Breast cancer is the most frequent malignancy in women. Multidrug resistance due to overexpression of ABC drug transporters is a common cause of chemotherapy failure and disease recurrence. Genistein (GNT) is a phytoestrogen present in soybeans and hormone supplements. We investigated the effect of GNT on the expression and function of ABC transporters in MCF-7 and MDA-MB-231 breast cancer cell lines. Results demonstrated an induction at the protein level of ABCC1 and ABCG2 and of ABCC1 in MCF-7 and MDA-MB-231, respectively. MCF-7 cells showed a concomitant increase in doxorubicin and mitoxantrone efflux and resistance, dependent on ABCG2 activity. ABCC1 induction by GNT in MDA-MB-231 cells modified neither drug efflux nor chemoresistance due to simultaneous acute inhibition of the transporter activity by GNT. All inductions took place at the translational level, as no increment in mRNA was observed and protein increase was prevented by cycloheximide. miR-181a, already demonstrated to inhibit ABCG2 translation, was down-regulated by GNT, explaining translational induction. Effects were independent of classical estrogen receptors. Results suggest potential nutrient-drug interactions that could threaten chemotherapy efficacy, especially in ABCG2-expressing tumors treated with substrates of this transporter.

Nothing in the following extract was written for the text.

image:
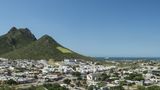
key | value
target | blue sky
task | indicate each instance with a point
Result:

Regulation of multidrug resistance proteins by genistein in a hepatocarcinoma cell line: impact on sorafenib cytotoxicity.

Hepatocellular carcinoma (HCC) is the fifth most frequent cancer worldwide. Sorafenib is the only drug available that improves the overall survival of HCC patients. P-glycoprotein (P-gp), Multidrug resistance-associated proteins 2 and 3 (MRP2 and 3) and Breast cancer resistance protein (BCRP) are efflux pumps that play a key role in cancer chemoresistance. Their modulation by dietary compounds may affect the intracellular accumulation and therapeutic efficacy of drugs that are substrates of these transporters. Genistein (GNT) is a phytoestrogen abundant in soybean that exerts its genomic effects through Estrogen-Receptors and Pregnane-X-Receptor (PXR), which are involved in the regulation of the above-mentioned transporters. We evaluated the effect of GNT on the expression and activity of P-gp, MRP2, MRP3 and BCRP in HCC-derived HepG2 cells. GNT (at 1.0 and 10 µM) increased P-gp and MRP2 protein expression and activity, correlating well with an increased resistance to sorafenib cytotoxicity as detected by the methylthiazole tetrazolium (MTT) assay. GNT induced P-gp and MRP2 mRNA expression at 10 but not at 1.0 µM concentration suggesting a different pattern of regulation depending on the concentration. Induction of both transporters by 1.0 µM GNT was prevented by cycloheximide, suggesting translational regulation. Downregulation of expression of the miR-379 by GNT could be associated with translational regulation of MRP2. Silencing of PXR abolished P-gp induction by GNT (at 1.0 and 10 µM) and MRP2 induction by GNT (only at 10 µM), suggesting partial mediation of GNT effects by PXR. Taken together, the data suggest the possibility of nutrient-drug interactions leading to enhanced chemoresistance in HCC when GNT is ingested with soy rich diets or dietary supplements.